Both parties also questioned what would happen when I rendered my decision. I indicated that my decision would mark the final determination by the Health Department and that any challenge to the decision would have to come in the Courts, such as a challenge in Bronx County Supreme Court pursuant to CPLR Article 78. The Appellant indicated that if the decision went against him, that he was giving verbal notice of his appeal. I indicated that verbal notice to the Health Department would be insufficient and that he would have to check with the Courts about how to commence any proceeding. At the end of the first hearing day, the Facility asked if any stay would apply to a discharge if I approved the discharge and the Discharge Plan. In effect, this proceeding acts as a stay on any discharge, until I issue a decision. If a decision approves the discharge and Discharge Plan, the proceeding ends with the decision and the discharge may proceed according to the discharge plan. I turn now to deciding the issues in the proceeding.
II. Failure To Pay
A. Findings of Fact
- The Appellant entered the Terrace Health Care Center Residential Health Care Facility in Bronx County on March 24, 2004 [Facility 11].
- The Appellant became eligible under the Medical Assistance Program in November 2003 [Facility 7].
- At the time the Appellant became eligible for Medical Assistance, the City of New York Medical Assistance Program informed the Appellant that the Appellant must contribute as his share for any care in a Residential Health Care Facility a Net Available Monthly Income (NAMI) that amounted to the Resident's monthly Social Security Benefits minus a Personal Incidental Allowance (PIA) that amounts to $50.00 [Facility 7].
- On May 3, 2004, Ms. Madden and Ms. Lai from the Facility approached the Appellant about endorsing over his Social Security Check to the Facility and the Appellant refused to endorse over the check [Facility 11].
- On or about May 31, 2004, the Appellant informed Mr. Hendrix that the Appellant refused to pay any money to the Facility [Facility 9].

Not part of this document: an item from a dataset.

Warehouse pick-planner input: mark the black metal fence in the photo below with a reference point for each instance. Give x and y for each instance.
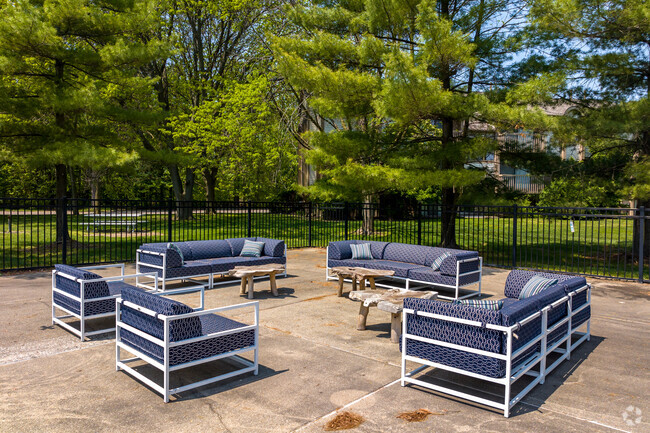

- On the date of his admission to the Facility, the Appellant signed the Facility's Admission Agreement, in which he agreed to make the NAMI payments, but he refused to sign an Addendum to the Admission Agreement that would have arranged for direct NAMI payments to the Facility [Facility 12].
II. B. Conclusions
I conclude from the Exhibits that I cited in the above Findings and from testimony by Ms. Gentico and Ms. Madden that the Appellant received reasonable and appropriate notice about making his NAMI payment for his care, pursuant to Title 10 NYCRR § 415.3(b). I find that the Appellant refused to pay his share toward his care and refused to cooperate with the Facility by signing over his Social Security check [Facility 8]. The Appellant continued to refuse to make payment up until the end of the first hearing day, at which time the Appellant learned that failure to pay constituted a sufficient reason standing alone to discharge the Appellant. The Appellant then indicated he would set up a payment plan. The Facility refused to accept the offer to set up the payment plan. I conclude that the Appellant received an adequate opportunity to pay his NAMI share prior to the hearing day and I hold that such refusal, standing alone provides grounds for the Appellant's discharge from the Facility.
I find the Appellant's offer to set up a payment plan lacked credibility. If the Appellant actually intended to make payment he could have signed over the Social Security check in the Facility's possession [Facility 8]. I conclude that the Appellant mentioned the payment plan only to delay his discharge. The Appellant also claimed that the Facility forged his signature on Facility 12. I take that claim, in part, as a challenge about receiving adequate notice about the discharge. I compared the signatures that the Appellant allegedly made on Facility 12 against the signature examples that the Appellant identified as his signature on Appellant F. I find those signatures similar and I reject the Appellant's forgery claim. I note that Ms. Madden witnessed the signatures on Facility 12 and that Ms. Madden indicated A refused to sign @ at any point in Facility 12 at which the Appellant refused to sign. The Appellant challenged Ms. Madden's credibility because Ms. Madden failed to remember a letter that the Appellant presented at the July 6th hearing concerning rehabilitation visits. Ms. Madden denied seeing the letter and then indicated she may have seen the letter but failed to remember it. The Appellant accused Ms. Madden of perjury and offered a tape [Appellant H] that the Appellant claimed as proof that Ms. Madden committed perjury. I allowed the Appellant to play the tape at the hearing. The tape consisted mainly of the Appellant yelling at Ms. Madden. The only conclusion that I drew from the tape was that the Appellant was quite angry at the time he made the tape.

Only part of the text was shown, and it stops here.